OpenBSD 3.6 Live
An anonymous reader writes "There is a mounting excitement for the upcoming OpenBSD 3.6 release, as it is the first release that supports multiprocessor systems. To celebrate the event, ONLamp.com published an interview with several developers to discuss new features, tools, and future plans."
Well if you have enough to spare one, I'm sure a developer could use a multiproc sun box, check their wanted hardware list about donating one to further smp for sun.

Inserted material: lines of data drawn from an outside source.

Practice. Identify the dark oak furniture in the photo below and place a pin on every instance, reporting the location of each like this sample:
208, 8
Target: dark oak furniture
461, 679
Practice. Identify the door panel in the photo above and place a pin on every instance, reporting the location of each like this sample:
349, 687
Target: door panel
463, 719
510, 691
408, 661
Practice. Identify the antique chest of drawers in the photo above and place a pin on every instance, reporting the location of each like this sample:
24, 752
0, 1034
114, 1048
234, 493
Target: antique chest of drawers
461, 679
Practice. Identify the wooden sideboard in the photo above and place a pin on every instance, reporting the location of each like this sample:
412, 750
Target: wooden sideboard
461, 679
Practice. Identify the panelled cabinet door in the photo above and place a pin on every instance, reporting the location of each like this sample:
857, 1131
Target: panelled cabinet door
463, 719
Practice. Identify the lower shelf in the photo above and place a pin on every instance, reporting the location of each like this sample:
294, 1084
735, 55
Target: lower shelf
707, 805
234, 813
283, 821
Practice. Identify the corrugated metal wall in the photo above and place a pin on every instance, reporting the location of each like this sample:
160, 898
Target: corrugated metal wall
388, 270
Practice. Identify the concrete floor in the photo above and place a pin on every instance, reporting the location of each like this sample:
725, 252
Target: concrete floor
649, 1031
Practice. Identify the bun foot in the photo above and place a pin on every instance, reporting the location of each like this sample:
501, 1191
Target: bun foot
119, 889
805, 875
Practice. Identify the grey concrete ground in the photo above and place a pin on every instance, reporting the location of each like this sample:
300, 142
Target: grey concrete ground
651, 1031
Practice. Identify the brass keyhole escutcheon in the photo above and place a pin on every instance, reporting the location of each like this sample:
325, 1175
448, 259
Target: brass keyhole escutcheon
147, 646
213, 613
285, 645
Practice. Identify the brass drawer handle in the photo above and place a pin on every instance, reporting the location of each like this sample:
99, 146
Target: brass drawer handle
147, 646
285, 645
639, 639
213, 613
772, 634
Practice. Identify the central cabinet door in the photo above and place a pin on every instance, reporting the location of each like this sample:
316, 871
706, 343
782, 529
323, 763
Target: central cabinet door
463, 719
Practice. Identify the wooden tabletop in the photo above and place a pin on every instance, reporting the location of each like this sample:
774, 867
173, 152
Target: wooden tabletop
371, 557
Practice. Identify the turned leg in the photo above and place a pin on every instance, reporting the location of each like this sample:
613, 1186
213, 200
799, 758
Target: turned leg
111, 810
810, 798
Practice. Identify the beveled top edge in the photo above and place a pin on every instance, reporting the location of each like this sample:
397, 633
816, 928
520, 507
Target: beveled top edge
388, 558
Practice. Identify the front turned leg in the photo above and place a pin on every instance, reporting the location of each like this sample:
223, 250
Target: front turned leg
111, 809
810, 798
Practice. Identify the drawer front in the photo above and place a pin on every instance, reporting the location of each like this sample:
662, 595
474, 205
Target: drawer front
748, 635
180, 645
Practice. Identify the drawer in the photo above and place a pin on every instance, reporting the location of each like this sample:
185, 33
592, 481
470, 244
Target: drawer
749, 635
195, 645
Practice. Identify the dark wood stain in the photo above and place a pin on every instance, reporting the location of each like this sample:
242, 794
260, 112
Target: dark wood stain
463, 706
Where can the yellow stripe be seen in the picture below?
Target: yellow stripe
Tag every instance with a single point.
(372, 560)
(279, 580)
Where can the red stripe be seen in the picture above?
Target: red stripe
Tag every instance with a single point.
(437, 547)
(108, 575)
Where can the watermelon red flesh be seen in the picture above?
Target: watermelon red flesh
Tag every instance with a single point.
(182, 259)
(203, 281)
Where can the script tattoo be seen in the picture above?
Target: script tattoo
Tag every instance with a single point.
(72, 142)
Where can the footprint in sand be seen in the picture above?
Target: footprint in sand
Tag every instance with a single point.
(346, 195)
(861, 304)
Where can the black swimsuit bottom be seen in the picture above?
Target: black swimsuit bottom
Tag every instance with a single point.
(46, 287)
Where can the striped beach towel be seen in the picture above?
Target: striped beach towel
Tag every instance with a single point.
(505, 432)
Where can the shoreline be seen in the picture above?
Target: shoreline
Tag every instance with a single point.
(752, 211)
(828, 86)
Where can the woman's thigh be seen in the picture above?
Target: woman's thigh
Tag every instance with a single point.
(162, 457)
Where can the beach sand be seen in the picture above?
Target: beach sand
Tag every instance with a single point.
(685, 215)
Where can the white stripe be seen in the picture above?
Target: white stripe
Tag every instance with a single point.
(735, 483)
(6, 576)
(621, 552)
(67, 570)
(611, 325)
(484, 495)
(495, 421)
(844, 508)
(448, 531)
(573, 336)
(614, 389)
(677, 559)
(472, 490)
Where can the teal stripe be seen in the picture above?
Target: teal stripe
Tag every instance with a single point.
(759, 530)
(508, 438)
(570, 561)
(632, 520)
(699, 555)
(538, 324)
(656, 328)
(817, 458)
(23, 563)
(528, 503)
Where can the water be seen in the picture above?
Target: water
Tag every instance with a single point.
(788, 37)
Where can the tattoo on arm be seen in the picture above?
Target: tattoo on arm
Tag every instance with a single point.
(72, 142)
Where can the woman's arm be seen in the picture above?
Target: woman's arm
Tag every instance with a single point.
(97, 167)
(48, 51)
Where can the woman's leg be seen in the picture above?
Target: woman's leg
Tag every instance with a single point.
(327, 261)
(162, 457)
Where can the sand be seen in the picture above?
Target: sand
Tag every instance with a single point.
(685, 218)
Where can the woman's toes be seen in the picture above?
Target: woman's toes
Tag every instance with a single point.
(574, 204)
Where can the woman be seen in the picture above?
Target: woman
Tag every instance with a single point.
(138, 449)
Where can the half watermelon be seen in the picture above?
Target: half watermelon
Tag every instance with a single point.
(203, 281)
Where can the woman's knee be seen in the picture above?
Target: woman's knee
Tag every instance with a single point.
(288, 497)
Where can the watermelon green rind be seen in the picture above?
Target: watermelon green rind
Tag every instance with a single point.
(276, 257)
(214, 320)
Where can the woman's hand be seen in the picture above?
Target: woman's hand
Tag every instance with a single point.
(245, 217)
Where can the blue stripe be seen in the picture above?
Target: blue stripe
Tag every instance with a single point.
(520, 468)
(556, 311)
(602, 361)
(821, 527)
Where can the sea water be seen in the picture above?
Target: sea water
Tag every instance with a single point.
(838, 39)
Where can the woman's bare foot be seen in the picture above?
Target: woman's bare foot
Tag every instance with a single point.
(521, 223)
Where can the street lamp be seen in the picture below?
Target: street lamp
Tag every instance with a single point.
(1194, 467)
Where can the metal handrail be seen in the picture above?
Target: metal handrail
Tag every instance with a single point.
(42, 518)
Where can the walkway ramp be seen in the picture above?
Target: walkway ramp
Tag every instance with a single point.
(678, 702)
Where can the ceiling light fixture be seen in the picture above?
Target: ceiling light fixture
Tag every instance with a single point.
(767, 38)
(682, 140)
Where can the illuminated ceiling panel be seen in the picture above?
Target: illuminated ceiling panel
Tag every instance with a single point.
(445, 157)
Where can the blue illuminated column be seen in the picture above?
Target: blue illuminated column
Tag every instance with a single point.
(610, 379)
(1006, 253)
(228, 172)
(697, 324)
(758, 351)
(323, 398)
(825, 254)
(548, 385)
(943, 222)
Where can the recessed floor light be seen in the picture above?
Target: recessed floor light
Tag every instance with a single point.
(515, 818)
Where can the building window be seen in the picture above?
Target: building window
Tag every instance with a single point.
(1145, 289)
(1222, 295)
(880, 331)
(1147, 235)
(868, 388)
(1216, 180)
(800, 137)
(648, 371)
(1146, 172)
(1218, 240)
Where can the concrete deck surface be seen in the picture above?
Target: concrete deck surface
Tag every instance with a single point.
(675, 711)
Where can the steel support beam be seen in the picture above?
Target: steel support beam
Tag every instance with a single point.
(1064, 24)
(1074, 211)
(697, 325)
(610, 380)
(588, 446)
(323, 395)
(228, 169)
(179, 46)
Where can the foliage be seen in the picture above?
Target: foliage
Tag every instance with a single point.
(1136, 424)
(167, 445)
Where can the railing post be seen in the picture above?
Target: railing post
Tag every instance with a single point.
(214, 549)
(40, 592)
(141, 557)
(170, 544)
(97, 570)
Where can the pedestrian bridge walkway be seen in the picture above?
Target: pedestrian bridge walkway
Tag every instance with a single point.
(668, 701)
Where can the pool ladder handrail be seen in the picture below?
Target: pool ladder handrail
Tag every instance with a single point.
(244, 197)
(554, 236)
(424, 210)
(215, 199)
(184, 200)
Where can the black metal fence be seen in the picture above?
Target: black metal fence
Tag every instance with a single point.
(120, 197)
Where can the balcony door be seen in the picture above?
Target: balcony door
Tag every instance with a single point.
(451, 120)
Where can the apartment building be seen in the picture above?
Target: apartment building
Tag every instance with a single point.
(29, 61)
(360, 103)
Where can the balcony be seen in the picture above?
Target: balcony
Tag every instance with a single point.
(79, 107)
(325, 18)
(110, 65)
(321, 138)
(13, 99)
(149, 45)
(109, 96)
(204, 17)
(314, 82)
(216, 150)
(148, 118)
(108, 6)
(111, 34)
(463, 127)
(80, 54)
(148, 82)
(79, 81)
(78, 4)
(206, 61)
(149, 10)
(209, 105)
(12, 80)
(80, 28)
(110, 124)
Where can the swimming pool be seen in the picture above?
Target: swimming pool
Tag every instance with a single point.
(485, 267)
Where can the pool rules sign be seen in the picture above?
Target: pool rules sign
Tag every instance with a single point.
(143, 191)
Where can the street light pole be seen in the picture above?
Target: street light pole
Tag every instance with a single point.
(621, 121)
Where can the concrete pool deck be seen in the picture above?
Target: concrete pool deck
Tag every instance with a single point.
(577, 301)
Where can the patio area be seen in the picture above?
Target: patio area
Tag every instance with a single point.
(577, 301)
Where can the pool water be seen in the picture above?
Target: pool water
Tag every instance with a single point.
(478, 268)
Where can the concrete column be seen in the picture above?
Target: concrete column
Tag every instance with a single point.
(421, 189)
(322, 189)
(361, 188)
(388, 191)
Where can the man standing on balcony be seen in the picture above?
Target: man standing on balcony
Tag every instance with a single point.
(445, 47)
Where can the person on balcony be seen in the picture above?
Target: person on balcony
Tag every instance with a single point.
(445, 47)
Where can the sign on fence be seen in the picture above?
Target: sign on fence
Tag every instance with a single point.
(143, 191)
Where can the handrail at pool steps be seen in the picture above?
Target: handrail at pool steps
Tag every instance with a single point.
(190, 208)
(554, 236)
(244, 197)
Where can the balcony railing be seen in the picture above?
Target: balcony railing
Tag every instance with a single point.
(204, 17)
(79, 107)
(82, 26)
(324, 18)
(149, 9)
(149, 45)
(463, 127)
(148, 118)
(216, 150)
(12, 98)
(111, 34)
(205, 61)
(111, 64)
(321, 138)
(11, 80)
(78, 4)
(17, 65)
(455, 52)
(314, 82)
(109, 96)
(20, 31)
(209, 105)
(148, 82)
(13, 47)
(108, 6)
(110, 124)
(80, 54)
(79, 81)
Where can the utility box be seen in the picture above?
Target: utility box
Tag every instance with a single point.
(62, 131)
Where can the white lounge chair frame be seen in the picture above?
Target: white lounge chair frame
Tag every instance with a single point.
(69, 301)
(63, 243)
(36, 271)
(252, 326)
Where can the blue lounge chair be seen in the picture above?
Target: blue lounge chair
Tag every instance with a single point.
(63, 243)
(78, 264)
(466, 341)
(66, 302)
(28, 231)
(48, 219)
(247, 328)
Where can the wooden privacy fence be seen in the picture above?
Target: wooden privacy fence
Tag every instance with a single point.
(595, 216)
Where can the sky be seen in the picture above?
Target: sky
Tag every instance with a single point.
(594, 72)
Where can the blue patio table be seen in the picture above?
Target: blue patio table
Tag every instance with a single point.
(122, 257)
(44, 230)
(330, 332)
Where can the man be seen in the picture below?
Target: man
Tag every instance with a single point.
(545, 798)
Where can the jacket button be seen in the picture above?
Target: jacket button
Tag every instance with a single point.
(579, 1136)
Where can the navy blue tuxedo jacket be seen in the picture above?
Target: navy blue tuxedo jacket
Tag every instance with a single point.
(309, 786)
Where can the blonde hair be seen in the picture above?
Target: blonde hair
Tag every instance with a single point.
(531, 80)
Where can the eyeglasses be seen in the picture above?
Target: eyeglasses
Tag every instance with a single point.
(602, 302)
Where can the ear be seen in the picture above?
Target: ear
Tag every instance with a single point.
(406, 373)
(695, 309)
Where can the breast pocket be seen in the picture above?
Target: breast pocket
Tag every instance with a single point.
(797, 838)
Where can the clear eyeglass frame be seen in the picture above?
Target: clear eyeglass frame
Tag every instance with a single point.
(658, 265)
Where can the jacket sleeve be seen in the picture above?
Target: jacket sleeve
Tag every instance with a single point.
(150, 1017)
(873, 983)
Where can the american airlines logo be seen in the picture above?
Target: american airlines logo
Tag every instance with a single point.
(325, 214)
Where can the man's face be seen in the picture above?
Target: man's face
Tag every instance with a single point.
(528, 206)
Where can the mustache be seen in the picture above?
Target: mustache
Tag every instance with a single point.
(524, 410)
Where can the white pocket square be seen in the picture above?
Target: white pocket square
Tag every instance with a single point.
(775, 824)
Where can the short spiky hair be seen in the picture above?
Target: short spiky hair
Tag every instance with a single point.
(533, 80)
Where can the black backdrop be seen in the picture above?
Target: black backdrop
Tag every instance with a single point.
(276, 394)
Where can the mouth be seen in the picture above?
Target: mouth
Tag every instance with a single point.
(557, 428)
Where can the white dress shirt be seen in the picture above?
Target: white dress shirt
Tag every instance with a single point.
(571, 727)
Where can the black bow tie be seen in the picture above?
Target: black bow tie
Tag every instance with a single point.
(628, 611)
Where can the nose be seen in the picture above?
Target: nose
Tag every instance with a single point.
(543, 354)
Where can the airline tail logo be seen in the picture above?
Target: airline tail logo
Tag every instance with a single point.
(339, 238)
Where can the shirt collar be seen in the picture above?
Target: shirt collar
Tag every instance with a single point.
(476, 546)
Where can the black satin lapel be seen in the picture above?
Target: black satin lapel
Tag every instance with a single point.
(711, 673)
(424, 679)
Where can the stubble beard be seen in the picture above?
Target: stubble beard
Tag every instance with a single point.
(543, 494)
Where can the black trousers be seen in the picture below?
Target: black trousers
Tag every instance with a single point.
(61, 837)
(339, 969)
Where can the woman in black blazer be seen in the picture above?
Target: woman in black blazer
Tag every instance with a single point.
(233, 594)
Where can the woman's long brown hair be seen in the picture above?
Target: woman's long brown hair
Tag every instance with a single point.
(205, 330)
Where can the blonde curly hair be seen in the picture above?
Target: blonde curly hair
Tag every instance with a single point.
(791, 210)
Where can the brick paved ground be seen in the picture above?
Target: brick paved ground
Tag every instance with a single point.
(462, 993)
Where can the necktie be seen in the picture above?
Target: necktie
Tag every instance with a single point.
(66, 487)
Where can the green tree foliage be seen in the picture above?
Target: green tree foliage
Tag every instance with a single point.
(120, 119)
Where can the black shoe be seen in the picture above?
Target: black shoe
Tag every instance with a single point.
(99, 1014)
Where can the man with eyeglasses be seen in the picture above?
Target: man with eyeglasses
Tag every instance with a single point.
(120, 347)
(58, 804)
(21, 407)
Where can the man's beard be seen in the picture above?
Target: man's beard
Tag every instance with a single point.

Apache on OpenBSD always had a lot of security-related patches compared to the regular Apache (chroot for example), but it seems that Apache on OpenBSD can now be considered a real fork:
JP
The official release has just happened. Here are the official announcement, the undeadly.org thread and a torrent for the i386 binaries (149MB, matching MD5 which might beat some of the mirrors). Cheers ;)
Here's the original link... but now the page says: :-)
"This article has been removed because many points made within it have been deemed unfactual."
That was a lousy article indeed. The *BSDs deserve much better reviews.
The other BSDs have security levels. OpenBSD has a lot of things they don't, still, a large part of which is that it randomizes practically everything, making it very difficult for even a local attacker to know what the kernel is going to do next. They also yank out any external software that isn't getting properly treated against exploits, so their base package is still as firm as possible, and even ports are treated with great care.
In practice, FreeBSD and NetBSD are about as hard to exploit remotely, but they don't take care of every possible exploit, so in theory there are still some holes. NetBSD is still a lot faster than OpenBSD (unless some miracle happened and I missed it) so a 'real world' server might benefit more, but for a stronghold of impenetrable security that doesn't need every last drop of performance, OpenBSD is the choice.
Linux is nowhere near any of this. The code is sloppy and dirty (no, nobody can argue this, don't even try, just go read some yourself) and few distributions actually take security seriously. It does happen to perform better in many synthetic tests, and definitely on SMP, but the difference for most cases is so minimal that it's hard to understand why anyone would run Linux on a server and not a BSD.
I put it down to hype. Business love to advertise their adoption of Linux and their entrance into open-source, because that's what customers want to hear, especially Linux zealots. The businesses (hell, even governments now) certainly aren't scientific about it, using an "operating system" (I still call Linux a kernel, up to you) mashed together from seemingly infinite and inconsistent projects and parents'-basement-developed hacks. The source shows this, hell even configuration shows this, but they seem to be okay with this so long as it sounds good. Or, and I wouldn't be surprised, they've never heard of BSD.
Sam ty sig.
Not the case. You only need to do the compile on one, and distribute the binaries to the rest of your machines.
Why not? It's trivially easy. Merging old config files with new ones is the only thing you need to do maually. Config files don't change often, so it can be skipped, with little chance anything you run will have a problem.
Not like any other OS has the upgrade path perfected. You sure as hell don't dare upgrade your Windows machines. I don't know anybody that upgrades their Linux machines, at least no more than installing a few RPMs of newer programs. It's generally best to start clean with Linux.
Slashdot gets worse every day... Pipedot: News for nerds, without the corporate slant
I'm assuming you're referring to the release(8) procedure which will generate base35.tgz, etc35.tgz, comp35.tgz, misc35.tgz, man35.tgz etc.
Now how large is base35.tgz? Approximately 30 megs? It doesn't make sense to transfer 30 meg updates to numerous machines to apply an update for just a couple of files that could have been 1 or 2 megs if smaller binary updates were available. Well atleast it doesn't to me anyway. I guess beggars can't be choosers. Although right now I primarily use FreeBSD so it doesn't have the simple .tgz archives.
DISCLAIMER: I'm not a developer
I read this comment in a mailing list. Wouldn't it be awesome if /usr/src tree would be structured in a way that /usr/ports is right now? So you could apply that radius source patch to your /usr/src tree and then
# cd /usr/src/net/radius
# make package clean
Resulting in radius_version.tgz which could easily be installed using existing pkg_* tools.
that statement demonstrates a complete lack of understanding about how openbsd, or any bsd, are developed, or even who is developing them.
If I combine the core teams, even the security teams of all the flavors COMBINED, we'll have a hard time finding programmers with stable jobs, let alone an advanced degree in the area or an industrial lab support.
... BSD has "Berkelely" in the name, and the university heritage lives on.